Calculates the lumping of an ordinal covariate that preserves the maximum Ross-estimated mutual information with a numeric outcome.

Usage

maximum_mutual_information_ordinal_supervised_continuous(
  x,
  y,
  threshold,
  k = 3L
)

Arguments

x

Ordinal covariate. A factor is interpreted in factor level order. Otherwise the sorted unique values are used as the ordinal levels.

y

Numeric outcome vector.

threshold

Minimum number of samples each lumped level must contain.

k

Number of nearest neighbours used by the Ross estimator.
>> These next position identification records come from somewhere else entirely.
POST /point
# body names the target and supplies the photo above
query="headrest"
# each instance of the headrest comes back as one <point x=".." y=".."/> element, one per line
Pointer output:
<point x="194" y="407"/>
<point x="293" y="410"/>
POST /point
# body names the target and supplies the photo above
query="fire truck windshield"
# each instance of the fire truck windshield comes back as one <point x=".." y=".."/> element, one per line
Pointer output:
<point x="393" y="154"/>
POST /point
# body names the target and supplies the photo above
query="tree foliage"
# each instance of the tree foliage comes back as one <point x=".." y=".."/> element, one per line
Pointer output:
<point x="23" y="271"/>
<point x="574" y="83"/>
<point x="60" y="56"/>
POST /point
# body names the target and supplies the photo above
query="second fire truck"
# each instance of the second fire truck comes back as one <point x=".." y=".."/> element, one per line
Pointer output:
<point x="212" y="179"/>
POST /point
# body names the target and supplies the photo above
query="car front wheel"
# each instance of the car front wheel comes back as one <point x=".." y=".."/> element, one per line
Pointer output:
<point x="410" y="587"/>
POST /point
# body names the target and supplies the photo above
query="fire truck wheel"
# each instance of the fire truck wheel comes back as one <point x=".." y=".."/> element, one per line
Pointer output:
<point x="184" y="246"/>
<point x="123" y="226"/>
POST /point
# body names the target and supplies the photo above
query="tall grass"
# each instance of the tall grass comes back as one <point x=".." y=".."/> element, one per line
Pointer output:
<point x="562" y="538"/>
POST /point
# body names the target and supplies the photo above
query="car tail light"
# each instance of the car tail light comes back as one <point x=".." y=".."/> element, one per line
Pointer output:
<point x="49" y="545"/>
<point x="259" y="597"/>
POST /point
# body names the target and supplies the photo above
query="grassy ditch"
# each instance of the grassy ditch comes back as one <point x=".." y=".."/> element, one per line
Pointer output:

Default: 3.

Value

A list containing information about the optimal lumping:

mutual_information

Double representing the Ross-estimated mutual information between the lumped covariate and the outcome.

loss

Double representing the amount of information lost by lumping.

lumping

Integer vector containing the cut points of the optimal lumping, in the same convention as the ordinal discrete implementation.

See also

maximum_mutual_information_ordinal_supervised() for the discrete-outcome version.

maximum_mutual_information_nominal_supervised_continuous() for the nominal analogue.

lump_ordinal_supervised() for a user-friendly wrapper that applies the lumping.

Author

Daan Koning

Examples

set.seed(1)
x <- ordered(rep(c("Low", "Medium", "High"), each = 5),
             levels = c("Low", "Medium", "High"))
y <- c(rnorm(5, 0), rnorm(5, 2), rnorm(5, 4))
maximum_mutual_information_ordinal_supervised_continuous(x, y, threshold = 5)
#> $mutual_information
#> [1] 0.4307968
#> 
#> $loss
#> [1] 0
#> 
#> $lumping
#> [1] 1 2 3 4
#>